16B passwords leaked. By Cybernews

Several collections of login credentials reveal one of the largest data breaches in history, totaling a humongous 16 billion exposed login credentials. The data most likely originates from various infostealers.

This story, based on unique Cybernews findings and originally published on the website on June 18, is constantly being updated with clarifications and additional information in response to public discourse. The most recent version of the article features comments from Cybernews researcher Aras Nazarovas and Bob Diachenko who unveiled this recent data leak. We've also added a few screenshots as proof of the leak.

The largest data breach in history involves 16 billion login credentials
The records are scattered across 30 different databases, and some records are or might be overlapping
The data most likely comes from various infostealers
The data is recent, not merely recycled from old breaches
Cybercriminals now have unprecedented access to personal credentials and could exploit them for account takeovers, identity theft, and targeted phishing attacks

Unnecessarily compiling sensitive information can be as damaging as actively trying to steal it. For example, the Cybernews research team discovered a plethora of supermassive datasets, housing billions upon billions of login credentials. From social media and corporate platforms to VPNs and developer portals, no stone was left unturned.

Our team has been closely monitoring the web since the beginning of the year. So far, they’ve discovered 30 exposed datasets containing from tens of millions to over 3.5 billion records each. In total, the researchers uncovered an unimaginable 16 billion records.

None of the exposed datasets were reported previously, bar one: in late May, Wired magazine reported a security researcher discovering a “mysterious database” with 184 million records. It barely scratches the top 20 of what the team discovered. Most worryingly, researchers claim new massive datasets emerge every few weeks, signaling how prevalent infostealer malware truly is.

“Mysterious database” with 184 million records. — A “mysterious database” with 184 million records. Screenshot by Bob Diachenko.

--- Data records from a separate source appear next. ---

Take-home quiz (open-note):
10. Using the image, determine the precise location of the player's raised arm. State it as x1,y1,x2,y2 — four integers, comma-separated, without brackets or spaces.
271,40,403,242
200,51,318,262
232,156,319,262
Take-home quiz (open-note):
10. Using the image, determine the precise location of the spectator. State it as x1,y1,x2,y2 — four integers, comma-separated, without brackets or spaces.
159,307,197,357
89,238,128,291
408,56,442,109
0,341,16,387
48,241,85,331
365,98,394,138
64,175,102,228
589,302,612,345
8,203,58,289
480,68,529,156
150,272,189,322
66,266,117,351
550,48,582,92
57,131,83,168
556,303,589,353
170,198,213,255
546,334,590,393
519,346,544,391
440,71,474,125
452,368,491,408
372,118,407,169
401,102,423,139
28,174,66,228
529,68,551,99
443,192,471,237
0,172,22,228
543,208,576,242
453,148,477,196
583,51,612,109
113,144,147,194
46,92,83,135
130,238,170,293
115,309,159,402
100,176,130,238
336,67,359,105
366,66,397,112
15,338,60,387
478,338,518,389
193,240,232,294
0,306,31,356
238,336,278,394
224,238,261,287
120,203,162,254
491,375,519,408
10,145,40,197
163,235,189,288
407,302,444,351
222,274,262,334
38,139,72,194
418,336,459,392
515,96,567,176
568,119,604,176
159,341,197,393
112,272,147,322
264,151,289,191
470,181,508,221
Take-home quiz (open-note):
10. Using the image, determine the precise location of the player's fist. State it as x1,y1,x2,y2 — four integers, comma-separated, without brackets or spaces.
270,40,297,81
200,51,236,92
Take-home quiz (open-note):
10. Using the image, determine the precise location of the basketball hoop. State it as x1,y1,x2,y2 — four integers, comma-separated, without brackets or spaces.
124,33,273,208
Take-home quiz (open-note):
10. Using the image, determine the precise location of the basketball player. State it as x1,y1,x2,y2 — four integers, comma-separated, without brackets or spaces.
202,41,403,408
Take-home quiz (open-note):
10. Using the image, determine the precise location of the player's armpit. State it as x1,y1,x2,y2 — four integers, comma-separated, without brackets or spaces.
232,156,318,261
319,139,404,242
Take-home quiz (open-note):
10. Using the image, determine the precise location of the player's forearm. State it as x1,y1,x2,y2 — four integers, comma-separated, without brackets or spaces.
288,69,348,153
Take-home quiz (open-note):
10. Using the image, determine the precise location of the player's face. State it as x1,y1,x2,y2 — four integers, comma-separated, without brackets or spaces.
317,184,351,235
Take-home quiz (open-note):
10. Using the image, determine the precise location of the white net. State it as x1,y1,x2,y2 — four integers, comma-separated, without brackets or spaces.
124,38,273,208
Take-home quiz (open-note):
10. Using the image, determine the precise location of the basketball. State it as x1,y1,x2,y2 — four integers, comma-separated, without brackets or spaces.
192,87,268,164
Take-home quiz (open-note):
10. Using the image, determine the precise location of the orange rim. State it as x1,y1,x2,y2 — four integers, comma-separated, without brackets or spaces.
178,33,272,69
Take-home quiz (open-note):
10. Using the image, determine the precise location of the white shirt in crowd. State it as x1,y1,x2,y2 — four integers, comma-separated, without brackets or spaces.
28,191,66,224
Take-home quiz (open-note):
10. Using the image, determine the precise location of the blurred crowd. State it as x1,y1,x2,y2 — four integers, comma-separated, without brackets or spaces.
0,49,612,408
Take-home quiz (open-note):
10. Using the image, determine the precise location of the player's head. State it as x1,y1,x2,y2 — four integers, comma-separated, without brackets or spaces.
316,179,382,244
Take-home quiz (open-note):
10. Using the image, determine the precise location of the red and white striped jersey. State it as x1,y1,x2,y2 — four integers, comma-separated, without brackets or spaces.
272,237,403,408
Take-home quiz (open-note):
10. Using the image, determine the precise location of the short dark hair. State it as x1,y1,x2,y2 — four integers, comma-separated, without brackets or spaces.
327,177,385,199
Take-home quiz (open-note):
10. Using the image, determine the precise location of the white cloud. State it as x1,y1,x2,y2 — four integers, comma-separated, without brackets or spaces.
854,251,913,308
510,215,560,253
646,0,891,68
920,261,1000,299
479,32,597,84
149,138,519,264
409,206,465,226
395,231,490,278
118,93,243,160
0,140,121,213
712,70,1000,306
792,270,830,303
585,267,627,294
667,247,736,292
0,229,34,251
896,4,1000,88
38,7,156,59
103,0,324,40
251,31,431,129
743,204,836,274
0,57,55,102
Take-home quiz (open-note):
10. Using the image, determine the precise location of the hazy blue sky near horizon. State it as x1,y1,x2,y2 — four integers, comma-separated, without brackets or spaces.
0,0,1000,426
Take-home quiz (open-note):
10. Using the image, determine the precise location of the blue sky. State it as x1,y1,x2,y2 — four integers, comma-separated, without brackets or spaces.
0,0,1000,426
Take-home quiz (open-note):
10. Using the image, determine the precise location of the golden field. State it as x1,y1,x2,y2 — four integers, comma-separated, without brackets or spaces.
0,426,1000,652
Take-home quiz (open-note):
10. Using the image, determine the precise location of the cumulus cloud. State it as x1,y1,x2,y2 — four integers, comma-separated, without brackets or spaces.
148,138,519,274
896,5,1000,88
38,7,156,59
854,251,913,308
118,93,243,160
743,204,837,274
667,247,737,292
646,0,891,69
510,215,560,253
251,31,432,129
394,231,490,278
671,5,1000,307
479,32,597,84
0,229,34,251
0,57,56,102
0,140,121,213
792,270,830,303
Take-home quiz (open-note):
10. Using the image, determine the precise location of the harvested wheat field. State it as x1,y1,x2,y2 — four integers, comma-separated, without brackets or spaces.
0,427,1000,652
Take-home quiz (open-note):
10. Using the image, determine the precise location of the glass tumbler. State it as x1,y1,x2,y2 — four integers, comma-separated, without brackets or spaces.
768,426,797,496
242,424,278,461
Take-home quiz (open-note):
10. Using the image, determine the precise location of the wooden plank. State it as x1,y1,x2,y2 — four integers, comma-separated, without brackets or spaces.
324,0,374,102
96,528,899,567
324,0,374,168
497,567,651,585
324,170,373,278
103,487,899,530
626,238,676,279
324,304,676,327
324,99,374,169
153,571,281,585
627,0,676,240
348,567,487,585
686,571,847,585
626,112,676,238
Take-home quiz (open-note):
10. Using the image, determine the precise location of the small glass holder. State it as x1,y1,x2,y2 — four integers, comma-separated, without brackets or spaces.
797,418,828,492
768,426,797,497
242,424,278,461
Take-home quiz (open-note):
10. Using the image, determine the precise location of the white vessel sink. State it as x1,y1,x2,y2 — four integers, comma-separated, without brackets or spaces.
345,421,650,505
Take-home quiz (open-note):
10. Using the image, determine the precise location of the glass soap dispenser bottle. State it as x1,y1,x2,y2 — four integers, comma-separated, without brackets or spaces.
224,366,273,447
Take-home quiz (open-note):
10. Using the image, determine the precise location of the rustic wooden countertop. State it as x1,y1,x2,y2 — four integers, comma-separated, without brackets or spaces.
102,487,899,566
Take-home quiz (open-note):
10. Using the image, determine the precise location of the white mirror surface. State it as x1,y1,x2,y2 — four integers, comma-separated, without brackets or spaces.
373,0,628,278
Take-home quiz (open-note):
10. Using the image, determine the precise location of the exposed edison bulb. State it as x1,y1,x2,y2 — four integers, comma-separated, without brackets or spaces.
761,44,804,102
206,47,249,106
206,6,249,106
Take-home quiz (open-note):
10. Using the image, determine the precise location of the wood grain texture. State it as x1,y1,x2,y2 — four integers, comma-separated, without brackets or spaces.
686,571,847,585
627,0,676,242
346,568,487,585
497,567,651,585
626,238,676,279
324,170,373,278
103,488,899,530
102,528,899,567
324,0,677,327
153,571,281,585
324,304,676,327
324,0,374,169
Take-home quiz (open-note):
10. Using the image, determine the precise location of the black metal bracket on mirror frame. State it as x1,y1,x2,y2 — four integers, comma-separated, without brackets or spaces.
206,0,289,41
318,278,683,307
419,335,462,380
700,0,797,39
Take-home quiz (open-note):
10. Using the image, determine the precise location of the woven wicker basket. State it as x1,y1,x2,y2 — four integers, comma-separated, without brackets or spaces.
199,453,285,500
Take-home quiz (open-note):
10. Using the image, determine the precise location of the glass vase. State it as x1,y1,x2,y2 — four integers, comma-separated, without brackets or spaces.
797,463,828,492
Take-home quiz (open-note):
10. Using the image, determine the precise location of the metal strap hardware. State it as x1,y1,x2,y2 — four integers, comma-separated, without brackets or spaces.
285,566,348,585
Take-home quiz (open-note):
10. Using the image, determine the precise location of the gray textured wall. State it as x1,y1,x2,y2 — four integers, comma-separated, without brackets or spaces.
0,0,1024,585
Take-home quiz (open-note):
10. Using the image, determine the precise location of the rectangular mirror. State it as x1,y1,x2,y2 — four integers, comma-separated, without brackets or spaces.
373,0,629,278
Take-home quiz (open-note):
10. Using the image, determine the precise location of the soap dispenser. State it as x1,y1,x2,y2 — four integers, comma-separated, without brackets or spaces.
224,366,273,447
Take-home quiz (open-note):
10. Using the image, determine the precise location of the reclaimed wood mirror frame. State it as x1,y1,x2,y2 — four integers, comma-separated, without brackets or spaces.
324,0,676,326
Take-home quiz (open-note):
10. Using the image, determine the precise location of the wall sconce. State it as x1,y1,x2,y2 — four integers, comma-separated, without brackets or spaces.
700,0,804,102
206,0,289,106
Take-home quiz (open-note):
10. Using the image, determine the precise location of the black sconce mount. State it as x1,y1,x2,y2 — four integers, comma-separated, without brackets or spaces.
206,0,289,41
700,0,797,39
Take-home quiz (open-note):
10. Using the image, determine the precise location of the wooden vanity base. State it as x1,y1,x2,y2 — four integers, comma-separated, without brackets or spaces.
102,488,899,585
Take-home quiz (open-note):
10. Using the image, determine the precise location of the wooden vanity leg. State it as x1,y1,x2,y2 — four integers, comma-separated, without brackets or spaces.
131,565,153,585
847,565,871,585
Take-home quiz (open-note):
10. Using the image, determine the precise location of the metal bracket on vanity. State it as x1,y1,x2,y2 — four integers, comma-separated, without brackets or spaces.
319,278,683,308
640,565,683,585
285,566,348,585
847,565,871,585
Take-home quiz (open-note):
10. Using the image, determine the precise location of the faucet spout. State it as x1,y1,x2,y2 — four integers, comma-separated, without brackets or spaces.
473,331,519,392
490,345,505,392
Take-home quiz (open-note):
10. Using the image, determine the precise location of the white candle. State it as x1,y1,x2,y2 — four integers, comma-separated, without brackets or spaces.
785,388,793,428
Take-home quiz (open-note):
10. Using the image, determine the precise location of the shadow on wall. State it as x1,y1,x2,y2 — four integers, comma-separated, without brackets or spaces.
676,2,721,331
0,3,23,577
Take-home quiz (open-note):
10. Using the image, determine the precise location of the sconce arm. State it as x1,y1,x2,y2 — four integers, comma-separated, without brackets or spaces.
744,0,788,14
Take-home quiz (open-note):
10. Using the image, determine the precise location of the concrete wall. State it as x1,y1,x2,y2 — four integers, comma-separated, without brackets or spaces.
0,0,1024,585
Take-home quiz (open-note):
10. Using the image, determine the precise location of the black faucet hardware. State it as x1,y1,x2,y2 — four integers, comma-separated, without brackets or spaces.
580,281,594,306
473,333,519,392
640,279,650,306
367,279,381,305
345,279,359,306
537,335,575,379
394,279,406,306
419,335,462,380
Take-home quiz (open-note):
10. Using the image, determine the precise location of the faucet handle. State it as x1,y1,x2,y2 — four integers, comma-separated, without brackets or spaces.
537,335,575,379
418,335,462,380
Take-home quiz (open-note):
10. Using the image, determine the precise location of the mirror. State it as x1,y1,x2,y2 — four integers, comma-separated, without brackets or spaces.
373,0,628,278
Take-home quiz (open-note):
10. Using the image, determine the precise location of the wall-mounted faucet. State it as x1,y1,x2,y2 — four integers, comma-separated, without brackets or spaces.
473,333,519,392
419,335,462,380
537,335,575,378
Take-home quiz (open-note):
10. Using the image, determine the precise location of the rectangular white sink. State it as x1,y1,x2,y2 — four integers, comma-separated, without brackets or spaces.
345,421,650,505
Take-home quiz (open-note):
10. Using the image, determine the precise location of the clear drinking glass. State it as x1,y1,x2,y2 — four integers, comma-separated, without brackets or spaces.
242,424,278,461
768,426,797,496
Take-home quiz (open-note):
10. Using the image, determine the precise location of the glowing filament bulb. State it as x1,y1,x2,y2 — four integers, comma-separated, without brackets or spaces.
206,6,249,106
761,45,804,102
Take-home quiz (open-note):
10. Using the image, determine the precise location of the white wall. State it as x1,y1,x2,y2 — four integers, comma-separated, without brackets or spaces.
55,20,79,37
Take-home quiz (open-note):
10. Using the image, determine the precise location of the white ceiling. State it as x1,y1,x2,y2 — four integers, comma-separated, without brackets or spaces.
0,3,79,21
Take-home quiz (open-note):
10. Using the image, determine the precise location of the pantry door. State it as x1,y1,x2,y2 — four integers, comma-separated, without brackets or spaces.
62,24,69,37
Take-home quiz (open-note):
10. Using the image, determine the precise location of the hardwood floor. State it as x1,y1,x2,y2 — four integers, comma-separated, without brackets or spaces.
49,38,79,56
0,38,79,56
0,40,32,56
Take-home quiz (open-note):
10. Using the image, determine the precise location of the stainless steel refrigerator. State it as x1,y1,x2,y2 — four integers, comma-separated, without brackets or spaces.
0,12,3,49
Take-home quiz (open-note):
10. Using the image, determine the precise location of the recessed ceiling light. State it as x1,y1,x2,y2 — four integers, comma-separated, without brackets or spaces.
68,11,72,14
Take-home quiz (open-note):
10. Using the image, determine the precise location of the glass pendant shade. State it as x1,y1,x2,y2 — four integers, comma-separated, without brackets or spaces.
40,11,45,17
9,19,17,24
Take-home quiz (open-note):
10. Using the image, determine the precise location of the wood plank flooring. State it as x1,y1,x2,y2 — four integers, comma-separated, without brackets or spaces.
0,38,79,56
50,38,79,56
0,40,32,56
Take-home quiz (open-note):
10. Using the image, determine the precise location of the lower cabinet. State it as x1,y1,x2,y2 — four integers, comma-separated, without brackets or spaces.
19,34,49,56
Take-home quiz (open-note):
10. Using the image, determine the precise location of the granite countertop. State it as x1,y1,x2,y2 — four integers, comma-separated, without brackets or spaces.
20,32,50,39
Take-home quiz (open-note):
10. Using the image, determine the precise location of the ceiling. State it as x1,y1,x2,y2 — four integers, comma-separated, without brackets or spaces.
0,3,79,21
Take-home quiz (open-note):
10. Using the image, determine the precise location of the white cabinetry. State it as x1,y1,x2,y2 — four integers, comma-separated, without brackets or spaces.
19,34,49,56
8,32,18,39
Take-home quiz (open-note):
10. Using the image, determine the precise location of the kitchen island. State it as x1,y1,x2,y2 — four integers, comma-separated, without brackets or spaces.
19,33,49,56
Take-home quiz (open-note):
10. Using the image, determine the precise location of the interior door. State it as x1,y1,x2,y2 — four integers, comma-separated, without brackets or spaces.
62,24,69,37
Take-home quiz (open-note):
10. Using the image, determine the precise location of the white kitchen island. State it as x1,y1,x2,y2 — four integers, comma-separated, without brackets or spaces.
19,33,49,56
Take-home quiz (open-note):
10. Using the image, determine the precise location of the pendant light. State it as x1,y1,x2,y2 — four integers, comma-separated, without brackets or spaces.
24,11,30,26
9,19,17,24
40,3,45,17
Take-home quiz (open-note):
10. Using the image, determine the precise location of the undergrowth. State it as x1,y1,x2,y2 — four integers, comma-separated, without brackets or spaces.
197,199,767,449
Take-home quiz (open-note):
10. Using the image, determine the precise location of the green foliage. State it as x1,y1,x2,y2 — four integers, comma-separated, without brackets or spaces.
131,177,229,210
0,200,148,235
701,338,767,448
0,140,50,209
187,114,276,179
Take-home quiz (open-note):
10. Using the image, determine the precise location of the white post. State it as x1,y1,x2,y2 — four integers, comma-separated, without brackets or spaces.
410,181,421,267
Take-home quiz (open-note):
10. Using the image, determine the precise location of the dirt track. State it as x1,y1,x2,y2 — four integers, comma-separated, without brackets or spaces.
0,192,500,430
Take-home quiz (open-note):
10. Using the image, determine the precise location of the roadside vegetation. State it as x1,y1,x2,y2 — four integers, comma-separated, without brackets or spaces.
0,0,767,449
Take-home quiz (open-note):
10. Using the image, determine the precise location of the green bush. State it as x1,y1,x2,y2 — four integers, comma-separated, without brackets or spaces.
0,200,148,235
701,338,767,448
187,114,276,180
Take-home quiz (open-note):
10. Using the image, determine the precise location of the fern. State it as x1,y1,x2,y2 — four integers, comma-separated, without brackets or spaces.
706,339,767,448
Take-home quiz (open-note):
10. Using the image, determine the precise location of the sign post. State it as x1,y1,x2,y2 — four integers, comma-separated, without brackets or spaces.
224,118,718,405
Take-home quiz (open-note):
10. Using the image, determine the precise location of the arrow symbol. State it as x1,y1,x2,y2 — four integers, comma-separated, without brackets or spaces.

“This is not just a leak – it’s a blueprint for mass exploitation. With over 16 billion login records exposed, cybercriminals now have unprecedented access to personal credentials that can be used for account takeover, identity theft, and highly targeted phishing. What’s especially concerning is the structure and recency of these datasets – these aren’t just old breaches being recycled. This is fresh, weaponizable intelligence at scale,” researchers said.

The only silver lining here is that all of the datasets were exposed only briefly: long enough for researchers to uncover them, but not long enough to find who was controlling vast amounts of data. Most of the datasets were temporarily accessible through unsecured Elasticsearch or object storage instances.

What do the billions of exposed records contain?

Researchers claim that most of the data in the leaked datasets is a mix of details from stealer malware, credential stuffing sets, and repackaged leaks.

There was no way to effectively compare the data between different datasets, but it’s safe to say overlapping records are definitely present. In other words, it’s impossible to tell how many people or accounts were actually exposed.

However, the information that the team managed to gather revealed that most of the information followed a clear structure: URL, followed by login details and a password. Most modern infostealers – malicious software stealing sensitive information – collect data in exactly this way.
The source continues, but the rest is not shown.